How do you plan to do overseas sales? We understand Art Fever has previously made inroads into overseas markets. What was your impression then? Were there any difficulties?
In China, we are going to sell our products at shops in big cities like Shanghai. For Viet Nam, we are coordinating with an entertainment firm on how to promote our bags. In the United States, we will try sales through offline shops and online stores. We are discussing with Amazon and other sites about online sales. From previous experience, we have learned that we should take a step-by-step approach to prevent problems, even if it takes time. For instance, we know that it is crucial to work with trustworthy partners; we once suffered losses although we sold our products because we could neither figure out how many were selling in the foreign market nor manage our inventory properly. To find good partners, we have to meet people and see the local situation with our own eyes. International travel is hard these days, but we plan to do it step by step.


Would you tell us about the projects you have in mind to share Hangeul designs and make the Korean alphabet known abroad? What are your future plans? If you have any wish for the KF, please don’t hesitate to say it.

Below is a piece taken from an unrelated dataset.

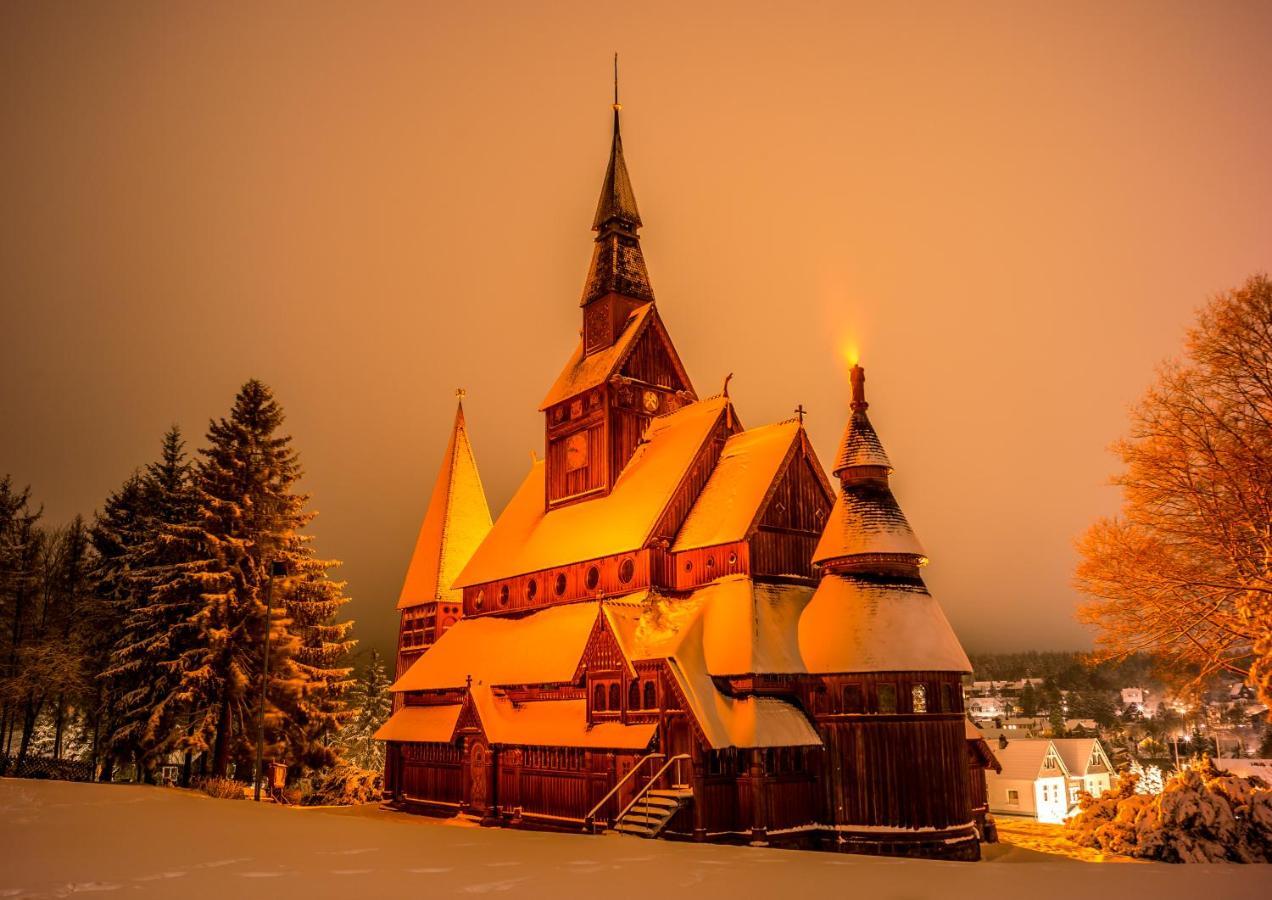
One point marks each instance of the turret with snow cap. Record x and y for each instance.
(866, 530)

Art Fever plans to present at least one new Hangeul-designed item every year. Our bags will be followed by jewelry pieces featuring Korean letters. What matters most is that our products should be pretty and stand on their own merits and appeal. If we succeed in doing that, we can create a fad that will lead to production of similar goods, and an increasing number of people would consider Hangeul letters as attractive design elements. If an organization like the KF that has public confidence and global networks supports publicity efforts, it will be much easier for Hangeul-lettered goods to advance into markets worldwide. Prominent figures representing Korea might carry Hangeul art bags when they meet foreign audiences. They may also create opportunities to display such goods in places exposed to huge numbers of people. I look forward to seeing greater interest in the global publicity of Korean cultural products.